BERBICARA SECARA UMUM DAN SECARA KHUSUS

Kalau saya berbicara kepada orang-orang Kristen yang tertekan dan tertindas oleh kehidupan duniawi ini, saya bisa berkata kepada mereka: "Tenang. Kamu itu mempunyai TUHAN PENOLONG. Karena itu kamu tak perlu ikut-ikutan resah dan gelisah seperti saudara-saudaramu yang di luar sana. Sebab walaupun dunia ini bergoyang dan bukit-bukit bergeser, TUHAN-mu itu sanggup untuk menolong melepaskanmu dari semuanya itu. Karena itu datanglah kepadaNYA, mintalah perlindunganNYA."

Tapi ketika saya harus berbicara pada orang kebanyakan, orang umum yang tidak mengenal TUHAN YESUS, maka saya akan berbicara menurut hukum yang berlaku di antara mereka. Mereka tidak mempunyai Alkitab, tapi mereka itu mempunyai UUD 1945, Pancasila, KUHP, hati nurani, budaya bangsa, adat-istiadat, etika, moral dan mental. Mereka mengerti mana yang baik dengan mana yang jahat. Mereka mengerti mana yang jujur dengan mana yang tidak jujur. Mereka mengerti mana yang benar dengan mana yang salah. Karena itu dengan berdasarkan itu pula saya menggembalakan mereka, supaya mereka jangan melakukan yang salah, yang jahat, yang tidak jujur, dan lain-lainnya.

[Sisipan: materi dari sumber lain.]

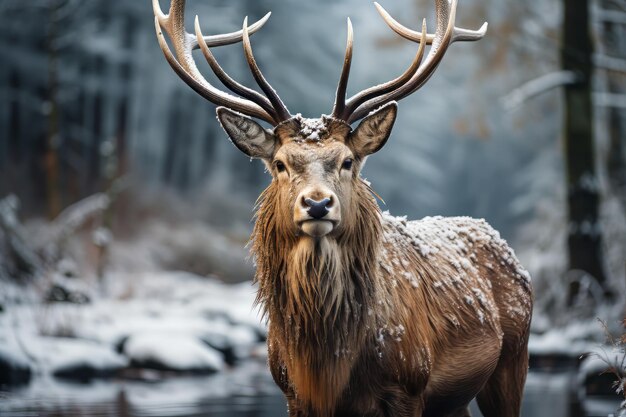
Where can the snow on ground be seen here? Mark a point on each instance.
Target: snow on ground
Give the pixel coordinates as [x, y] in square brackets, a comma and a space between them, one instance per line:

Mereka tidak mungkin bisa diajar untuk memberikan pipi kiri ketika pipi kanan ditampar. Yang bisa mereka lakukan adalah membalas. Ya, sudah, tapi jangan membalasnya ngawur ke orang lain, sebagaimana demo-demo mereka yang biasanya dirambatkan ke orang China, ke orang kaya, dan seterusnya, yang salah sasaran.

Mereka tak mungkin bisa diajar untuk pasrah berserah diri kepada TUHAN. Yang bisa mereka lakukan adalah mencari jalan keluar. Ya, sudah, tapi jangan sampai jalan keluarnya itu menjadi perampok atau maling. Karena itu saya anjurkan berperang saja dari pada menjadi maling.